So far in our SALT (Speech Application Language Tags) series we have learned about the syntax of key SALT elements and their usage. We have also seen a preview of some of the applications that can be developed using SALT. In this article, "Applying SALT", we are going to go back to the drawing-board and learn about the various elements and architecture of a SALT-based Speech Solution.
Multimodal & Telephony
As we know about IVR (Interactive Voice Response), touch-tone systems and telephony-based speech applications, the majority of these applications work using Speech/touch tone input and prerecorded or synthesized speech output. What we are really using here is a single modality "speech" (either as both input/output in case of interactive speech recognition or just touch-tone input and speech output in case of touch-tone style applications). Multimodality is where we can utilize more than one mode of the user interface with the application, similar to our normal human communications with each other.
For instance, consider an application which allows us to get driving directions. While it is typically easier to speak the start and destination addresses aloud (or better yet, even shortcuts like: my home, my office, my doctor's office--based on my previously established profile), the turn-by-turn and overall directions are typically best viewed through a map and probably a summary of turn-by-turn directions as well, something similar to what we are used to seeing at MapQuest's web site.
In essence, a multimodal application, when executed on a desktop device, would be an application very similar to MapQuest but would allow the user to talk/listen to the system for parts of the application's input/output as well. For instance, the starting and destination addresses are multimodal. Now imagine this same application using the same interface on a wireless PDA. Now we are talking about a true mobile/multimodal application. If we let our imaginations go a little bit wilder, we could easily extend the same application to the dashboard of our car or any other device we can imagine working with...that's really the vision, which given the current state of technology isn't far away. Another modality that can be added to the example application would be a pointing device which would zoom the map, focusing on that particular location.

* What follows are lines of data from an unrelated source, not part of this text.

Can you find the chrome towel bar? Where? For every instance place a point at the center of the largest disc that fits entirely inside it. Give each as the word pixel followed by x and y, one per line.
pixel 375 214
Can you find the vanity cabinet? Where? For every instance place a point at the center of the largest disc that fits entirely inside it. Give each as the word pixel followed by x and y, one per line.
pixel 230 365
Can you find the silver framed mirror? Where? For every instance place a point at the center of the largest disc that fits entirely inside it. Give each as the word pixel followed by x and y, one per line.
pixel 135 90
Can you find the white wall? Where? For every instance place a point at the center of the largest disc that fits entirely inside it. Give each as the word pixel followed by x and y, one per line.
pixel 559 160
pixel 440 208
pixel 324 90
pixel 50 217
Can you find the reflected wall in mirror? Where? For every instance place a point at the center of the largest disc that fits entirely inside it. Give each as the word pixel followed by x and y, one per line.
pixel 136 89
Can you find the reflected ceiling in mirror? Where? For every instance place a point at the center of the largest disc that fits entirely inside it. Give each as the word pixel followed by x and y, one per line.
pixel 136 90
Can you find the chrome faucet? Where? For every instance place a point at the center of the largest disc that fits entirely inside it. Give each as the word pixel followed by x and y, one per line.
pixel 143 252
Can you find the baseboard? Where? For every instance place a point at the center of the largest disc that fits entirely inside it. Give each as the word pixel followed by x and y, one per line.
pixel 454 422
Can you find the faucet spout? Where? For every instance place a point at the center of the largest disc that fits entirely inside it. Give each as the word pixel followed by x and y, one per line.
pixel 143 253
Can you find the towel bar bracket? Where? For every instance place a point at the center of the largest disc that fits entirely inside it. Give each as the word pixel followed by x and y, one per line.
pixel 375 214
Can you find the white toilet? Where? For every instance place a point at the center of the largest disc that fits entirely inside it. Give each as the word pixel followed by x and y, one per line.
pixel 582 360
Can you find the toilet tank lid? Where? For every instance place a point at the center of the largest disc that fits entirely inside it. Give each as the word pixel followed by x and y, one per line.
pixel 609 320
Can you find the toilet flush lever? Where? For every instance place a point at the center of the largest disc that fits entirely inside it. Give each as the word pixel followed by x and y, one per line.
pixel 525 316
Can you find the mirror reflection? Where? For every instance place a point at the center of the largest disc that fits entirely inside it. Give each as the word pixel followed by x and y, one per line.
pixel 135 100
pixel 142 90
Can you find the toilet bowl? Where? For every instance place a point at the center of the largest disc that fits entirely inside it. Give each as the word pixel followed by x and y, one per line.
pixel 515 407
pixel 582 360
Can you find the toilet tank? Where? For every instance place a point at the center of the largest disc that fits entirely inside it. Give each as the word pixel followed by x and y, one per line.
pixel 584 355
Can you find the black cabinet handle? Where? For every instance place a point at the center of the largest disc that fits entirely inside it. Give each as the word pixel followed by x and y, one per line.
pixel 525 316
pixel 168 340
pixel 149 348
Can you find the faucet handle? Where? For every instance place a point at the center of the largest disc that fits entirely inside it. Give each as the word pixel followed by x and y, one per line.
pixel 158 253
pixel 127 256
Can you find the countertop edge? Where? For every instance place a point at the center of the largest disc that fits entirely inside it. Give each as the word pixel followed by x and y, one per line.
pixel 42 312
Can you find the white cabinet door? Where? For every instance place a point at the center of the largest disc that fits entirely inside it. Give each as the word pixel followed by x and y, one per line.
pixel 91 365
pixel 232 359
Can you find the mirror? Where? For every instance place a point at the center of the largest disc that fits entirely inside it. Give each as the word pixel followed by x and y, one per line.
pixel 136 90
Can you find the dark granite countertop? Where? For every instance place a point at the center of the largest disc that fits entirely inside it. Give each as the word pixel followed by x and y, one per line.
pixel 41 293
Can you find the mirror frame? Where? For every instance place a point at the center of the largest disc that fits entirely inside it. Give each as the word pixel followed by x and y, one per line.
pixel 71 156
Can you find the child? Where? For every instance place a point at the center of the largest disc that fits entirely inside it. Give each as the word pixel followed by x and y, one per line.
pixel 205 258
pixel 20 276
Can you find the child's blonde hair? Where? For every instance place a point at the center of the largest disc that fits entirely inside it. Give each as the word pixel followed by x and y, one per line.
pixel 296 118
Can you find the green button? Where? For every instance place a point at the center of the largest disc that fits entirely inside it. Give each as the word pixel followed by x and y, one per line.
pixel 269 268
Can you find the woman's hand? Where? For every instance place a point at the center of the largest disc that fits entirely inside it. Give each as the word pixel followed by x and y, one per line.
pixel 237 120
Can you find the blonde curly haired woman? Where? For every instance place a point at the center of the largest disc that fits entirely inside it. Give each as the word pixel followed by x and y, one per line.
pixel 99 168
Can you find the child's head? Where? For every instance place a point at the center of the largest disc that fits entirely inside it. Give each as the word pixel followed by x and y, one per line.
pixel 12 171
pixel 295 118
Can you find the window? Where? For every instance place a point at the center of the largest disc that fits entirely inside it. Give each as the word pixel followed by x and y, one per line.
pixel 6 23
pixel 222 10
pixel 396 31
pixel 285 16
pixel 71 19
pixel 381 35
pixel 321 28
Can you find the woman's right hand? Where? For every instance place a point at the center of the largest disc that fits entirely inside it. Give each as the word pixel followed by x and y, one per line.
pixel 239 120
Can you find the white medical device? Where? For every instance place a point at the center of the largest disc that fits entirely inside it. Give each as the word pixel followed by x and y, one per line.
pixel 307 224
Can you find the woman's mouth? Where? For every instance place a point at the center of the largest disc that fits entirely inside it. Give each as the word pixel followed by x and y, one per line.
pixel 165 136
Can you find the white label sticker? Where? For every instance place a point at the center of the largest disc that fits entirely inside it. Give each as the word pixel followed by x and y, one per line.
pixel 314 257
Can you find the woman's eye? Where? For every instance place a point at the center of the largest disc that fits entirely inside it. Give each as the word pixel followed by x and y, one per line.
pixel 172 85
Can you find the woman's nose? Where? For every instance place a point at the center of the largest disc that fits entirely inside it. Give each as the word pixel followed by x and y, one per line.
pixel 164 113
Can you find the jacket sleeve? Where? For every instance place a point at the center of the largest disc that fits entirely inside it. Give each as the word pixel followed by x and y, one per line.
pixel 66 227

So how does SALT fit in with all of this? Well, SALT has been built upon the technology that is required for applications to be deployed in a telephony and/or multimodal context.
Let's say we are all set to go and implement our next generation interactive speech driven SALT-based application. How should the architecture be designed? As we can see in the diagram below, the application architecture for deploying SALT-based applications is similar to that of a web application, with two major differences. In this scenario the web application is also capable of delivering SALT-based dynamic speech applications (if the appropriate browser is capable of handling SALT, e.g. through an add-on or natively) and the presence of a stack which represents a set of technologies broadly representing the integration of speech recognition/synthesis and telephony platforms.
Note: this diagram is really a conceptual representation, and where the SALT browser/interpreter and speech recognition/synthesis components specifically fit in depends on the capabilities of the end-user device/browser. Actual implementation of the SALT stack may vary based on vendor implementations.